Declare @TheTable table (ID int, V1 varchar(1), V2 varchar(2), V3 varchar(1), V4 varchar(1))
Insert into @TheTable values (1, 'A', NULL, NULL, NULL)
Insert into @TheTable values (2, 'B', NULL, 'A', NULL)
Insert into @TheTable values (3, 'C', 'B', NULL, NULL)
Insert into @TheTable values (4, 'D', NULL, NULL, 'F')
Insert into @TheTable values (5, NULL, NULL, NULL, NULL)
Insert into @TheTable values (6, 'E', NULL, 'B', NULL)

;with cte as
(
    select *
      from @TheTable t
     cross apply(values (t.V1),(t.V2),(t.V3),(t.V4)) u(col)
)
select DISTINCT a.ID, a.V1, a.V2, a.V3, a.V4
  from cte a
 where exists(select * 
                from cte b
               where b.ID <> a.ID
                 and b.col = a.col)

derrickmeister SSC Enthusiast Points: 125 More actions · Answer 4

pietlinden wrote:

Why do you have 4 columns that, in theory, contain potential duplicates and lots of nulls? Either I'm missing something, or this is a nonsensical question.

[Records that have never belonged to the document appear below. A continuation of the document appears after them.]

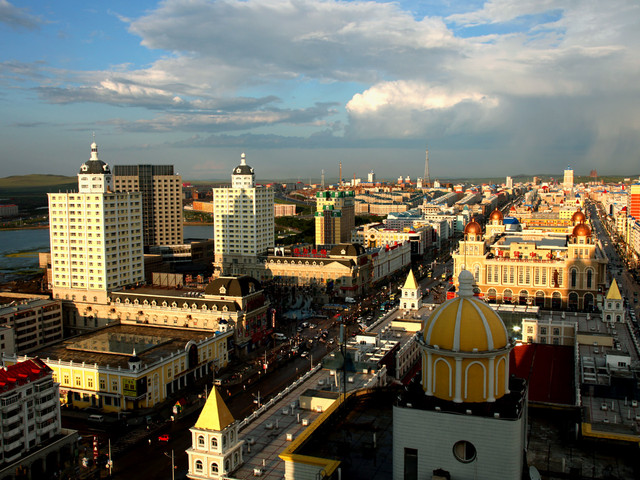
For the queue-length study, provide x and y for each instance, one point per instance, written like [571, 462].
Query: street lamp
[173, 468]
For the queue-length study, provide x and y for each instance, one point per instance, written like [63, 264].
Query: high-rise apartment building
[335, 217]
[161, 191]
[243, 226]
[633, 206]
[95, 236]
[568, 179]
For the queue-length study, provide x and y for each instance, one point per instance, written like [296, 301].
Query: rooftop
[113, 345]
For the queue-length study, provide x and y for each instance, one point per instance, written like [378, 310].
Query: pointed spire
[215, 414]
[94, 151]
[465, 280]
[614, 291]
[411, 283]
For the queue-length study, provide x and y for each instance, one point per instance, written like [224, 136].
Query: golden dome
[465, 323]
[473, 228]
[578, 217]
[496, 215]
[581, 230]
[465, 350]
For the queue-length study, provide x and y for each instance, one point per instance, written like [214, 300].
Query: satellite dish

I understand this might be kind of unusual. However, there could a case where a user can put any values into 4 extra custom columns whatever they want to put. And at some point, they want to clean up duplicated values or pull some sort of report based on the duplicated values among those extra columns.

Thanks!

This reply was modified 5 years, 7 months ago by derrickmeister.

derrickmeister SSC Enthusiast Points: 125 More actions · Answer 5

derrickmeister

SSC Enthusiast

Points: 125

April 23, 2019 at 3:17 pm

#3524897

Thanks! Lynn and Jonathan.

autoexcrement SSCertifiable Points: 5956 More actions · Answer 6

Lynn-

I'm really fascinated by your solution. I don't think I've come across that concept of outer joining to the FROM table using the VALUES constructor. Is that functionally similar to doing an UNPIVOT in this case?

"If I had been drinking out of that toilet, I might have been killed." -Ace Ventura

Lynn Pettis SSC Guru Points: 442467 More actions · Answer 7

autoexcrement wrote:

Lynn- I'm really fascinated by your solution. I don't think I've come across that concept of outer joining to the FROM table using the VALUES constructor. Is that functionally similar to doing an UNPIVOT in this case?

Thinking about it, I think it is. It is making multiple rows from multiple columns.